Extremist Holger G. (C) is brought to his arraingment at the Federal Court of Justice in Karlsruhe, Germany, November 14, 2011.

The latest issue of the Weekly Standard gives everyone the chance to play a game called “What if it happened in America?”

What if in America there was a gang of neo-Nazis who, over the course of 14 years, murdered 10 people, nine of them “foreigners” and one a policewoman? What if the gang had also carried out a nail-bomb attack in an immigrant neighborhood? What if immigrant (in this case, Turkish) households and apartments were attacked with Molotov cocktails and spray-painted with Nazi SS symbols?

What if the authorities had resolutely maintained that the motive for these crimes was mysterious—ignoring the obvious fact that (almost) all of the victims had one thing in common? What if the gang responsible had been known to the police for years? What if, after two members of the gang were cornered and killed themselves after committing a bank robbery, credible allegations emerged that at least one of them may have been an informant for the intelligence services and might be linked with an intelligence officer with well-attested Nazi sympathies?

If those events had happened in the United States, the European media would have been all over it.

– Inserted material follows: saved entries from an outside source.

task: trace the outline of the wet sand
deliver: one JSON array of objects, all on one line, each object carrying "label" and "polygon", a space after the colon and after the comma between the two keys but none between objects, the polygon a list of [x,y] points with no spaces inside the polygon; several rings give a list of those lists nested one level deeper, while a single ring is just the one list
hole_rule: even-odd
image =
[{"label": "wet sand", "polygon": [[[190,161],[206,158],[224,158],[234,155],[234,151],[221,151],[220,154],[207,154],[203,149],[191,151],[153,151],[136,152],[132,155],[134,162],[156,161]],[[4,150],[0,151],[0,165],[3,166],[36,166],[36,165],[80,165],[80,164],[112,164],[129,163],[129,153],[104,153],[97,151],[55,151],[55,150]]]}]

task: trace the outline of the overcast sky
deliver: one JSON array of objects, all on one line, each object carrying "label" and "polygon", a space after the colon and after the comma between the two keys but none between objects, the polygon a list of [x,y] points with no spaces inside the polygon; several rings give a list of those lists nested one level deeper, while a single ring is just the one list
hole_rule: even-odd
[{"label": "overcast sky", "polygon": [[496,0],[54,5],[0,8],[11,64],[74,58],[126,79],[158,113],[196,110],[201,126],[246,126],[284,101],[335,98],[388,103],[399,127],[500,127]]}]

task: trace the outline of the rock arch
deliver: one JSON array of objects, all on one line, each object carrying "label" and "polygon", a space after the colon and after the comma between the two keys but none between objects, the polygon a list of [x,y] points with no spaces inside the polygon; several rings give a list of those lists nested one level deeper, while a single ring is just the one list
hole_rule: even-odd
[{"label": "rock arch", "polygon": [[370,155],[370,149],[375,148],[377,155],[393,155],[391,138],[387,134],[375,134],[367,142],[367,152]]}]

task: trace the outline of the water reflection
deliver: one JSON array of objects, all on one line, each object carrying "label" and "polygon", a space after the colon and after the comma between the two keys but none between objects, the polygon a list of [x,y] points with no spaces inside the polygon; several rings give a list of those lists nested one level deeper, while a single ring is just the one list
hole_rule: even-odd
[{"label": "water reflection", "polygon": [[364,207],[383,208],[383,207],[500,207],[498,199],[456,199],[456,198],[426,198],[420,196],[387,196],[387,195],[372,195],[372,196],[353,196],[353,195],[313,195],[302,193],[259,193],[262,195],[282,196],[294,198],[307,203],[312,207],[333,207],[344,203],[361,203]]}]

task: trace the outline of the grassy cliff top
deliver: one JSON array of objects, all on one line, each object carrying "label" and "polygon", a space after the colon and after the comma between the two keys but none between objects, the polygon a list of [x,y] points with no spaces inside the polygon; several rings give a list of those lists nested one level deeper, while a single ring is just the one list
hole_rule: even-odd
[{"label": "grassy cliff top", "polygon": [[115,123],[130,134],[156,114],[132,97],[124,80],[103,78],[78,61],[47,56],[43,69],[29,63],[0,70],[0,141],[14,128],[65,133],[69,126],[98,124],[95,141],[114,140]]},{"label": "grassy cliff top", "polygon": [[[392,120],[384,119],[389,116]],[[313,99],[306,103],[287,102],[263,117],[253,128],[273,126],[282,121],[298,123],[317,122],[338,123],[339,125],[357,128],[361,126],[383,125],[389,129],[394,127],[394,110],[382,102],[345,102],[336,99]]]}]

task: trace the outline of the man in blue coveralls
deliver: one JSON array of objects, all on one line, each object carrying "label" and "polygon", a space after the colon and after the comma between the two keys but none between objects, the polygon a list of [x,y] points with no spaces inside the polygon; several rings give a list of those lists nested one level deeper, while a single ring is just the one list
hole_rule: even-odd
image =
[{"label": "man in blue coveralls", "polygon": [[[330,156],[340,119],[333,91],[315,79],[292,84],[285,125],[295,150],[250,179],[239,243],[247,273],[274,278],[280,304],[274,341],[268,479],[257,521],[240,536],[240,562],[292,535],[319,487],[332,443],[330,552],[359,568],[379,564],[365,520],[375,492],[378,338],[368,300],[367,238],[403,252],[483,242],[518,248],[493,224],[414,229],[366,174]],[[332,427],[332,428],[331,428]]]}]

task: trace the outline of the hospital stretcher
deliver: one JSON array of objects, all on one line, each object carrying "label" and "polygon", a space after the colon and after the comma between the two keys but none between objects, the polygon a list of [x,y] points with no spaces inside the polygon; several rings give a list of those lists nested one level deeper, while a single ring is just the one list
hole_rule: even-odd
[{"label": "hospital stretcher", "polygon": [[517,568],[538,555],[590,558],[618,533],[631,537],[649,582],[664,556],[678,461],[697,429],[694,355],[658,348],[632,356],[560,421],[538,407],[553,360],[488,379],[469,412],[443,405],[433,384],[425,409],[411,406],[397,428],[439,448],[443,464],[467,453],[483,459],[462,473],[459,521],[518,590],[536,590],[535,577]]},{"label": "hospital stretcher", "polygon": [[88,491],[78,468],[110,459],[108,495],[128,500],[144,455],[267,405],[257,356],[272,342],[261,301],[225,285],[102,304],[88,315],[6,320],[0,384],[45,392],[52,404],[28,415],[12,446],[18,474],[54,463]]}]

They would deploy it to demonstrate the rise of fascism in America, mutter darkly about government conspiracies, and decry religion, conservatives, the corporate media, the CIA, and everything else they don’t like about the U.S. And, of course, The New York Times would have chipped in with yards worth of earnest column inches about the fundamental intolerance of American society in general and Republicans in particular.

That is the story that John Rosenthal tells in the latest issue of the Weekly Standard, except he tells it about Germany, where these events actually happened. But since they happened in Germany, not America, what we get is, well, a good story in the Standard, but apart from that, nothing. No big European media campaign about evil conservatives, no domestic American hand-wringing in the Times.

The lesson to take away from this is not, of course, that Germany is on the verge of fascism. It is that Germany has (to put it concisely) a complicated history when it comes to matters of ethnicity and that a lot of foreign and even domestic media coverage of the U.S. is really nothing more than the projection of the anxieties and concerns of others, and particularly of Europeans, onto us.